我借势倒在他身上,戏谑道:「奸妃只有一个靠山,您宠不宠?」
「宠。」
我用一夜,换了盛杭一个承诺。
天明他上朝时,我还缩在被子里,「您去吧,小四起不来。」
他心情颇好,无奈笑骂:「瞧把你惯的。」
倒也没用我,在外间把张敬忠唤进来,梳洗过后,便出门了。
我睡到日上三竿,懒散起床,连发髻都未梳,赤脚在殿里闲逛。
椿嬷嬷进来时,吓了一跳,埋怨我:「美人起了怎么不知会老奴一声?天凉,当心病体。」
我漫不经心地把玩着梳子,对着窗外有些绿意的梅树出了神,不知为何,我脑海中总也浮现那双阴沉沉的双眼,他将情绪藏得很好,但因为年轻,总会露出一些破绽,叫人知晓他的喜恶。
江漪。
兄长为何要将他推入禁中?
「美人?」
一声轻唤将我思绪扯回,椿嬷嬷替我梳好头,说:「皇后传众人去坤宁宫问话。」
时已过午,我挑出一双翡翠手串带着,出门前略一迟疑,回身对椿嬷嬷道:「先用药,晚些怕忘。

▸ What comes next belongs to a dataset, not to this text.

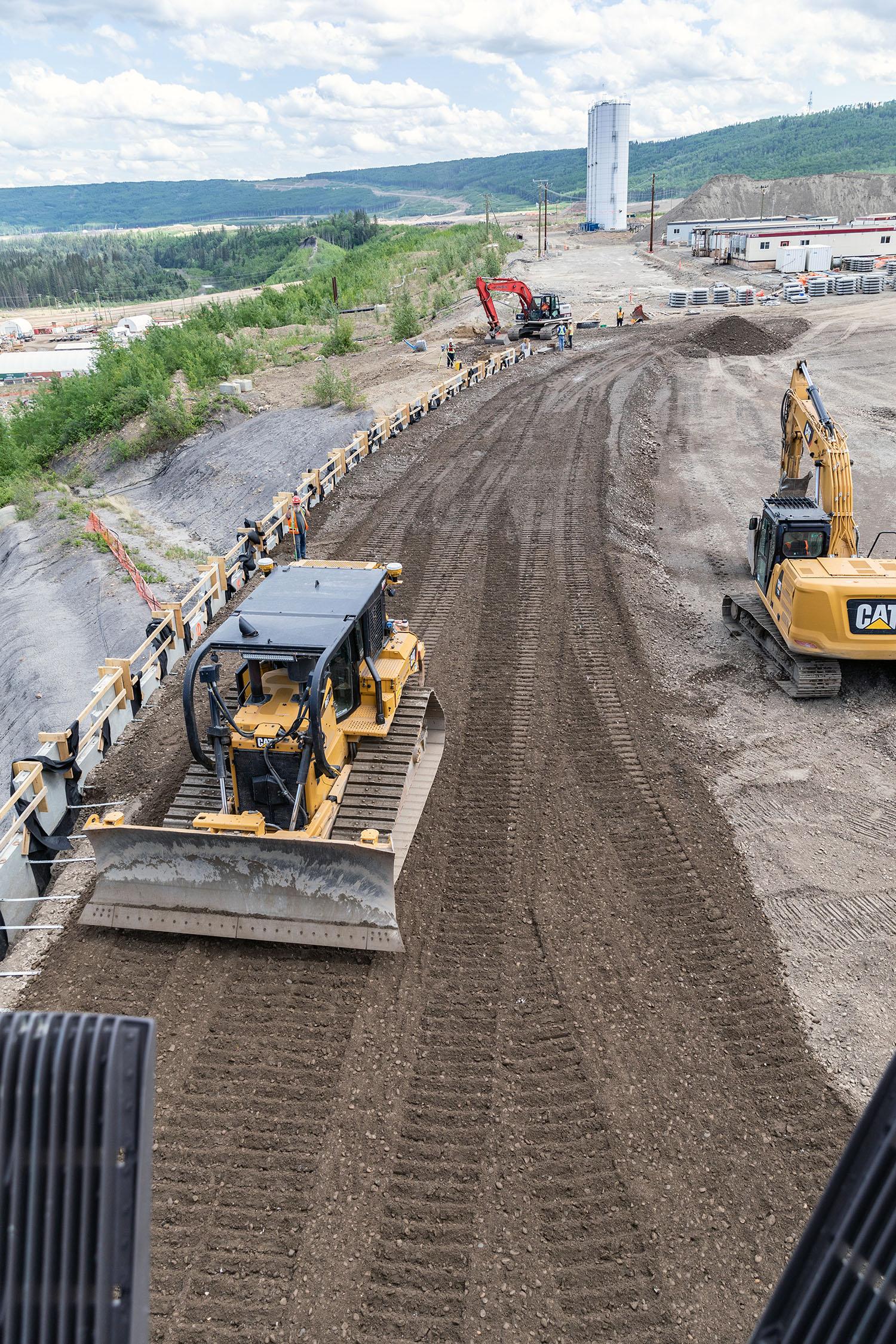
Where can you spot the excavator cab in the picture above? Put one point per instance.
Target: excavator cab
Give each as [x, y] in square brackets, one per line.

」
程九刚出事,事关皇嗣,惊动皇后和太后,想必一时半刻不能善了。
椿嬷嬷叹了口气,折身去了小厨,回来时,手捧一碗漆黑的药汤递给我:「美人……」
我知道她想说什么,仰头灌下,蹙眉裹糖入嘴,勉强压下心头的恶心感。
坤宁宫离得远,我昨夜被盛杭折腾得不得安生,走两步便要歇歇。
途径御花园,椿嬷嬷扶着我歇在树下一方太湖石上,迎面走来一队禁军,随着他们拐了个弯,江漪阴冷白皙的脸出现在视野,他着禁中服饰,披黑色软甲,左腰佩刀,窄腰用暗红色腰封横截一道,显得高大挺括。
我打量他的同时,江漪也望过来。
目光冷漠一扫,顿了下,立即挪开视线,权当没我这个人。
我笑了,本打算起身,手腕的串珠吃劲,勾在太湖石的棱角,瞬间分崩离析。
数不清的珠子四处迸溅,清脆悦耳。